The use of computed tomography angiography (CTA) has been popularized to identify candidate perforators when designing deep inferior epigastric artery perforator (DIEP) flaps.[1] Although much less commonly used, it has also been described for mapping perforators of the superficial circumflex iliac artery perforator (SCIP),[2,3] the profunda artery perforator (PAP),[1] or anterolateral thigh[4] free flaps. It has been reported that preoperative mapping reduces operating time when directly compared with DIEP flap breast reconstruction with no perforator mapping, and that CTA saved more time than ultrasound in theatre (mean reduction of 58 minutes).[5] Apart from identifying perforators and source vessels, preoperative imaging with CTA or MRI is useful to diagnose unexpected pathologies or vascular anomalies.[1]Adequate use of hardware and software is necessary to obtain optimal perforator data from CTA. Most of the proprietary software are expensive, or not available in many institutions.[6] Moreover, data postprocessing is frequently dependent on the radiologist.

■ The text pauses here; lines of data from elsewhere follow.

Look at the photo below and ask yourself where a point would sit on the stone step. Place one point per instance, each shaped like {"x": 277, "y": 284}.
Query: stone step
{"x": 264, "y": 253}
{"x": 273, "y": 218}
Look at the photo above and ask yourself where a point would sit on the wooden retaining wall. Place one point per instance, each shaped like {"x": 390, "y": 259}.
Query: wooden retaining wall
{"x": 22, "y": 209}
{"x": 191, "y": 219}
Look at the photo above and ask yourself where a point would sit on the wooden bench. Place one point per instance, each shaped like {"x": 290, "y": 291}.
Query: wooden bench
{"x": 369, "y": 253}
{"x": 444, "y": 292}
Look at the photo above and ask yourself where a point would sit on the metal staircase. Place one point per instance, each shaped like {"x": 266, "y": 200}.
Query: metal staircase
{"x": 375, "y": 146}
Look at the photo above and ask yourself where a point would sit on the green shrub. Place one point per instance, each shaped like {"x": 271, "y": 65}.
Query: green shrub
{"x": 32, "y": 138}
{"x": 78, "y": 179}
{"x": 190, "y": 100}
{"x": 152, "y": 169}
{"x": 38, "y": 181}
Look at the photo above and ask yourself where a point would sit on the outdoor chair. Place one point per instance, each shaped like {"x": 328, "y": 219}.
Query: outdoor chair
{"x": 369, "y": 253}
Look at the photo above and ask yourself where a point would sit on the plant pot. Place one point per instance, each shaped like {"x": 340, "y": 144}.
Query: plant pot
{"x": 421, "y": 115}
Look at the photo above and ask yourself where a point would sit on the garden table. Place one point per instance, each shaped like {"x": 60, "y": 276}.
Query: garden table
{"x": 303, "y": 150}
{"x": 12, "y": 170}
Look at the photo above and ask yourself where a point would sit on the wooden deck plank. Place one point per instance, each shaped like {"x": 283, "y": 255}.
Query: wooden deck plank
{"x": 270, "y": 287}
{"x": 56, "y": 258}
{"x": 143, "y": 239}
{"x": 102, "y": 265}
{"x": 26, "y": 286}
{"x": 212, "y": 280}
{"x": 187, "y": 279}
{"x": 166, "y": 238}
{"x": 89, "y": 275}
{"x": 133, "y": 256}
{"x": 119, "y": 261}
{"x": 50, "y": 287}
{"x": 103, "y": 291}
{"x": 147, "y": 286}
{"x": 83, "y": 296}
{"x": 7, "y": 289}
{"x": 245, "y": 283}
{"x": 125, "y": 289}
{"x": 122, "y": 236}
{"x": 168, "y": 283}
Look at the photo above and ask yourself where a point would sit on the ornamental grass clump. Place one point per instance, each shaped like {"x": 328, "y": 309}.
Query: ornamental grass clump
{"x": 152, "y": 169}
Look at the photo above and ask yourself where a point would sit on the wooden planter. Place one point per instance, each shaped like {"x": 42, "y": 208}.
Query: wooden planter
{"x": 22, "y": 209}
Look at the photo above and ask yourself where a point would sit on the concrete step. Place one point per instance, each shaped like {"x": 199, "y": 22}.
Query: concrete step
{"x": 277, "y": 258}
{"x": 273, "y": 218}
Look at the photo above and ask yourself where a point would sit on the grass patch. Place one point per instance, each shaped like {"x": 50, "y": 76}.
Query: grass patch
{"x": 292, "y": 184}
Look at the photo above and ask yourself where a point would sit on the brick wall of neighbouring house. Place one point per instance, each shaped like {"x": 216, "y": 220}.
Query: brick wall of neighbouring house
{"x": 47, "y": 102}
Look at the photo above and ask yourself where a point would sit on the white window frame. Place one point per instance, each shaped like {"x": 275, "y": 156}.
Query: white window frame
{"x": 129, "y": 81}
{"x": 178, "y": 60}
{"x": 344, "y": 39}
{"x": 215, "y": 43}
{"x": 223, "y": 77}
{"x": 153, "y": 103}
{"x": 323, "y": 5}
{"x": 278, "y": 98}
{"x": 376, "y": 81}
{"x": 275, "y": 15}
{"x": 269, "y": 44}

If this virtual planning could be done by the surgeon, he/she may gain a “mental map” of the case facilitating work during surgery, as proposed by Olsson et al[6] for fibula free flap virtual planning.Chae et al have previously reported that the accuracy of the open source software Osirix (Pixmeo, Geneva, Switzerland) was comparable to a proprietary software in mapping DIEP flap perforators, providing an added advantage of being free, easy to use, portable, and potentially a superior quality of 3D reconstructed image.[7] More recently, Leung et al[8] used the software Horos (v. 2.2.0; The Horos Project) to quantify relationships between DIEP flap perforators and their territories of supply in vivo. However, there are no publications on the use of these software for mapping other perforator flaps. The purpose of this article is to describe our technique for perforator mapping when designing PAP and SCIP free flaps using free-share software.
METHODS
Radiological Setting
CTA is performed on a high-speed VCT 64 multi-slice CT (General Electric Healthcare, Milwaukee, Wis.). The range of the study includes from D12 to the sole of the foot. Images of 0.625-mm thickness were obtained. The radiological study is performed after the administration of a single 110 ml of the nonionic iodinated contrast agent Iopromide 370 mg/ml (Ultravist, Bayer) with a flow of 4 ml/s, placing the region of interest (ROI) at the level of the abdominal aorta (D12). The axial images obtained are processed in the General Electric Advantage 4.4 workstation by the radiologist.
Vascular Reconstruction
Data postprocessing and its review are done by the first author of this study in a systematic, stepwise manner, by using the open-source software HorosTM, v 3.3.6 (GNU Lesser General Public License, version 3). The techniques for both the PAP and the SCIP free flaps are described in videos 1 and 2, respectively. (See Video 1 [online], which displays step-by-step tutorial explaining how the preoperative mapping of the profunda femoral artery perforator flap can be done using the open source software Horos.) (See Video 2 [online], which displays step-by-step tutorial explaining how the preoperative mapping of the superficial circumflex iliac artery perforator flap can be done using the open source software Horos.)
Video 1.
Preoperative mapping of the PAP flap. Video 1 from “Virtual planning of profunda femoral artery and superficial circumflex iliac artery perforator flaps with a free share software”
Video 2.
Preoperative mapping of the SCIP flap. Video 2 from ”Virtual planning of profunda femoral artery and superficial circumflex iliac artery perforator flaps with a free share software”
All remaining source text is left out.